## FOOTBALL LOGO SCRAPER
##### For more compelling and effortless visualization applications, I had an idea to scrape the logos and getting a color palette from them to find the most dominant colors. <br> This will help me get the team-relevant coloring for various purposes. <br> I'll use Wikipedia to scrape logos then ColorThief and Pillow to get the color palette.

In [37]:
%%time
import sqlite3
import pandas as pd
import json

with open('../config.json', 'r') as config_file:
    config = json.load(config_file)

db_path = config.get('statsbomb_db_path') # get the relevant db path from config
conn = sqlite3.connect(db_path)

# read scrape search query
with open('data/query/scrape_search.sql') as inserts:
    scrape_search = inserts.read()
df_scrape = pd.read_sql_query(scrape_search, conn)

# close the connection
conn.close()
df_scrape

CPU times: user 21.5 ms, sys: 1.72 ms, total: 23.3 ms
Wall time: 23.2 ms


Unnamed: 0,home_team_name,team_id,home_team_country_name
0,AC Milan,243,Italy
1,AFC Bournemouth,28,England
2,AS Monaco,129,Monaco
3,AS Roma,229,Italy
4,ATK Mohun Bagan,7282,India
...,...,...,...
196,West Bromwich Albion,27,England
197,West Ham United,40,England
198,Wolfsburg,179,Germany
199,Wolverhampton Wanderers,46,England


In [38]:
import requests
from bs4 import BeautifulSoup
import re
import time
from urllib.parse import unquote  # import the unquote function


def get_wikipedia_main_page_link(search_query):
    """
    This function takes a search query, performs a Google search,
    and returns the first main Wikipedia page link found in the search results.
    It specifically filters out non-article links such as images or categories.
    """
    # google search url
    google_search_url = 'https://www.google.com/search'
    params = {'q': search_query}

    # perform google search
    response = requests.get(google_search_url, params=params)

    # parse html content
    soup = BeautifulSoup(response.text, 'html.parser')

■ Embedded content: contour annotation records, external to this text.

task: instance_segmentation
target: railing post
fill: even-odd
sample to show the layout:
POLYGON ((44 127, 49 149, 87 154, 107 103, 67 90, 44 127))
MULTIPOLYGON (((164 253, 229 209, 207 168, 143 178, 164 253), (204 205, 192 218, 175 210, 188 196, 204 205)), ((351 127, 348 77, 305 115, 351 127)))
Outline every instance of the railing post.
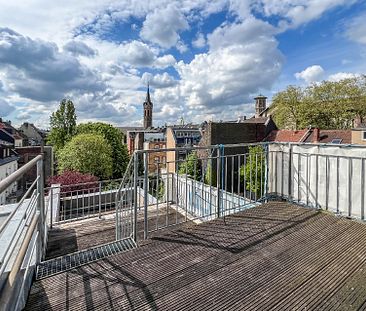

    # find all links in the search result
    for link in soup.find_all('a'):
        href = link.get('href')

        # check if the link is a main wikipedia page link
        if 'en.wikipedia.org/wiki/' in href:
            # exclude links to non-article pages (images, categories, files)
            if not re.search(r'/wiki/(File|Category|Portal):', href):
                # extract the actual link from the Google redirect url
                start = href.find('http')  # find the start of url
                end = href.find('&', start)  # find the end of url
                wikipedia_link = href[start:end]

                # decode any percent-encoded characters
                wikipedia_link = unquote(wikipedia_link)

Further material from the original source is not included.